Foieni (Mezőfény, Hungarian pronunciation: ; Fienen) is a commune of 1,836 inhabitants situated in Satu Mare County, Romania. It is composed of a single village, Foieni.

The commune is located in the western part of the county, at a distance of 6 km from Carei and 40 km from the county seat, Satu Mare. It borders Hungary to the west, the city of Carei to the east, Ciumești commune to the south, and Urziceni commune to the north.

The Foieni sand dunes is a 10 ha protected area located on the territory of the commune.

== Administration ==

The current local council has the following political composition, based on the results of the votes cast at the 2024 Romanian local elections.

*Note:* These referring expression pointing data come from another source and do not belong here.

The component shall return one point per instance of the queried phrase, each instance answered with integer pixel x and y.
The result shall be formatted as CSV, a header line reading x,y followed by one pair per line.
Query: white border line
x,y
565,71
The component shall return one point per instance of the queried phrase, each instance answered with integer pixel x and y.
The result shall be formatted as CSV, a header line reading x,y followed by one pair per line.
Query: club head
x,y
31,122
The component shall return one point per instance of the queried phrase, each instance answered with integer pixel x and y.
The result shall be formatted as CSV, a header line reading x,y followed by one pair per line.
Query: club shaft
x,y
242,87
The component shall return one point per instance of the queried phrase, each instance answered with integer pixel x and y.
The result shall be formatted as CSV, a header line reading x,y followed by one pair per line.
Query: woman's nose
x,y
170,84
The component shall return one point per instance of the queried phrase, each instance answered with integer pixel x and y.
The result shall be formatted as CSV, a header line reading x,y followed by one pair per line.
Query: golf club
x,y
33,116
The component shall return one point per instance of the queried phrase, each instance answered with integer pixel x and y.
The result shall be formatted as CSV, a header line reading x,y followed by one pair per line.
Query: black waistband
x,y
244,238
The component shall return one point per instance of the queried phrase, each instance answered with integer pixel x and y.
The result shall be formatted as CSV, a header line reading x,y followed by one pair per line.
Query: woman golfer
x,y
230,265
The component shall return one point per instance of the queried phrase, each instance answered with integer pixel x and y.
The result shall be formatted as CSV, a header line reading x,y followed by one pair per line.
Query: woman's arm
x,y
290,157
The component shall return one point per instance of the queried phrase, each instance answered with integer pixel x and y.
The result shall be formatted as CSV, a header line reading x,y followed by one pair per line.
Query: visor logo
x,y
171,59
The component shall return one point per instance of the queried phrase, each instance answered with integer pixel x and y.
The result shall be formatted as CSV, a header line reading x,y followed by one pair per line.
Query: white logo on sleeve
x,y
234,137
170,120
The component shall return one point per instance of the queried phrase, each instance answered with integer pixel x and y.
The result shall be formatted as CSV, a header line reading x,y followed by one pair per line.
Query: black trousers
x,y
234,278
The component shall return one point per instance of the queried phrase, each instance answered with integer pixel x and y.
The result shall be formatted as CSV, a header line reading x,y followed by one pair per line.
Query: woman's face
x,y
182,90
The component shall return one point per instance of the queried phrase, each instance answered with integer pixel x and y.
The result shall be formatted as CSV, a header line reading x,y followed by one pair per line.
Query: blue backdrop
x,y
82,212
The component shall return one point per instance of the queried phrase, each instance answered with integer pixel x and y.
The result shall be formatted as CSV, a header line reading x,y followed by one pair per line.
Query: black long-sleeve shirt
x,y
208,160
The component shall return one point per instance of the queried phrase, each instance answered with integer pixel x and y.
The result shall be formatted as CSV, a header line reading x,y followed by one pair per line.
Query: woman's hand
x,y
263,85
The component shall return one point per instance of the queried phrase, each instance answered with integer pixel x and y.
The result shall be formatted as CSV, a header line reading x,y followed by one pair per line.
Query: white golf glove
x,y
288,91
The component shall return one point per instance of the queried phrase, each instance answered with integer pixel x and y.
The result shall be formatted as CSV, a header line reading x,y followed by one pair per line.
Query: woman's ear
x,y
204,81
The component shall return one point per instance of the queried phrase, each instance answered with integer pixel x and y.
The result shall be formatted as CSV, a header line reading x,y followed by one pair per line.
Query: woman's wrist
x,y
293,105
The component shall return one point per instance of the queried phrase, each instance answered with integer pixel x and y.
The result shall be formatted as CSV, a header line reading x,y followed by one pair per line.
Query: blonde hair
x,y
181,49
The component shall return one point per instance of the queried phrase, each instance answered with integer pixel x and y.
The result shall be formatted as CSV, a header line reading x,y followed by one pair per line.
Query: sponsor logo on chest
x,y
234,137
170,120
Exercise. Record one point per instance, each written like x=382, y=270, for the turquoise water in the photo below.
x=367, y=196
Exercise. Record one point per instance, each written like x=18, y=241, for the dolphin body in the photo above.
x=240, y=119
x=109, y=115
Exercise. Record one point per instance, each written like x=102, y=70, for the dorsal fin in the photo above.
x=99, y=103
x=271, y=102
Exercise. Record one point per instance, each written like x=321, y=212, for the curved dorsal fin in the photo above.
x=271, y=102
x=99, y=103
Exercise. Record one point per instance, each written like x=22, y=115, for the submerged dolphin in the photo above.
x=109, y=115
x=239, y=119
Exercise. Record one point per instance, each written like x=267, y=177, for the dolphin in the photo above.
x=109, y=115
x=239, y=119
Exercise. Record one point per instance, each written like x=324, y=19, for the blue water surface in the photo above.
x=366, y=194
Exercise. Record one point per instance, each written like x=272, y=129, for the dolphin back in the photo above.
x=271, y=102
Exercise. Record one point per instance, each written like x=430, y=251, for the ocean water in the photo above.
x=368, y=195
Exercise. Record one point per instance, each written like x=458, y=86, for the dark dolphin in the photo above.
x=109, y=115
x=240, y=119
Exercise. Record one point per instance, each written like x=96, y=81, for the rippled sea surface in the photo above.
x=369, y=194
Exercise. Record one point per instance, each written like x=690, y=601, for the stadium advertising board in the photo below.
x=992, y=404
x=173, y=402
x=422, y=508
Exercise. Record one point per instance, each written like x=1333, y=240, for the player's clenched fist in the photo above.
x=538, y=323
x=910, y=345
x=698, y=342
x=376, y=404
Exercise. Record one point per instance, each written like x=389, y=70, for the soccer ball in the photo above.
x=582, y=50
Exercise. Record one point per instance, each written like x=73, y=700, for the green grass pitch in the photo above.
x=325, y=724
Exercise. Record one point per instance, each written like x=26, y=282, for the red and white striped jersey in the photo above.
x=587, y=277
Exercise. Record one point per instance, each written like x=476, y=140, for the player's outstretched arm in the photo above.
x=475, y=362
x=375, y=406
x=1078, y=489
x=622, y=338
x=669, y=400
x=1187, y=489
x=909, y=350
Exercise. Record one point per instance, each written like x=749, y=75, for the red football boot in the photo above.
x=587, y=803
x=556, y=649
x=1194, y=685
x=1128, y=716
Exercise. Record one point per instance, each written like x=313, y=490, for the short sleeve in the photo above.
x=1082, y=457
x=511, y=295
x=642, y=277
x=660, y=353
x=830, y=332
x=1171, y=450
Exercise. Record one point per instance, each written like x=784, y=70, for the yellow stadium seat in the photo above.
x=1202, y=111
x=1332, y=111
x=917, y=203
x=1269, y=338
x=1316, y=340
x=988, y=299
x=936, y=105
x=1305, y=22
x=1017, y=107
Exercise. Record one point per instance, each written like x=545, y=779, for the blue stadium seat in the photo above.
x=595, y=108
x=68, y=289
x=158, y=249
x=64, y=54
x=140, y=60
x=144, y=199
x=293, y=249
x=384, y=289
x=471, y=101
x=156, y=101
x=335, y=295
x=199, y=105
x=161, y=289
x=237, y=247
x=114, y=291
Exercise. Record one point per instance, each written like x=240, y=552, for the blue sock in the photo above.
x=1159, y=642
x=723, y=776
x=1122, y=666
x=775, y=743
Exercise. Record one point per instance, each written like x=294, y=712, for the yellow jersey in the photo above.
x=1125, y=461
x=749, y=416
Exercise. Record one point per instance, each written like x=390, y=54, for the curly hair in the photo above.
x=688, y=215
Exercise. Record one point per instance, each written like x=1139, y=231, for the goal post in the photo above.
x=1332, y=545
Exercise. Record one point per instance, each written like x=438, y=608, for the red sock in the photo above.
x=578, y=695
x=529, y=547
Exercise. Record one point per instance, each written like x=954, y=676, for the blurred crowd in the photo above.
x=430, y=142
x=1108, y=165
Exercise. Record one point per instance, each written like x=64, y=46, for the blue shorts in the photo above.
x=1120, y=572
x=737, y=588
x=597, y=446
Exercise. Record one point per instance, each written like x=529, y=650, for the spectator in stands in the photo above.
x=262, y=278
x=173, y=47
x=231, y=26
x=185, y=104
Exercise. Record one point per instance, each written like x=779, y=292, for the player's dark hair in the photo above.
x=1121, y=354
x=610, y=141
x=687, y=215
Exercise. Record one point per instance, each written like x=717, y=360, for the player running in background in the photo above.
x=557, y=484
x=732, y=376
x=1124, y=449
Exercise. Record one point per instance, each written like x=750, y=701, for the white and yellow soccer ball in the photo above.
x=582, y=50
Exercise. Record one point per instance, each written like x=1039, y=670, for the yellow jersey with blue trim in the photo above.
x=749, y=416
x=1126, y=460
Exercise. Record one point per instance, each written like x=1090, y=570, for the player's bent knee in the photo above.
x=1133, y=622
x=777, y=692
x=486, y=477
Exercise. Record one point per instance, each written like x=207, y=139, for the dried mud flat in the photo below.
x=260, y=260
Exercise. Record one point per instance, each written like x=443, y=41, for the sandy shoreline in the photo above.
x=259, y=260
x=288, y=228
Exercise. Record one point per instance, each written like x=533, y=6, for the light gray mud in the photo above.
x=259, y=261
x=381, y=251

|  | Party | Seats | Current Council |  |  |  |  |  |  |  |  |
|---|---|---|---|---|---|---|---|---|---|---|---|
|  | Democratic Alliance of Hungarians in Romania (UDMR/RMDSZ) | 9 |  |  |  |  |  |  |  |  |  |
|  | Democratic Forum of Germans in Romania (FDGR/DFDR) | 2 |  |  |  |  |  |  |  |  |  |

==Demographics==
Ethnic groups (2011 census):
- Hungarians: 69% (55.52% in 2002)
- Germans: 21.1% (41.60% in 2002)
- Romanis: 5.6% (0.00% in 2002)
- Romanians: 3.7% (2.81% in 2002)

According to mother tongue, 96.38% of the population speak Hungarian as their first language.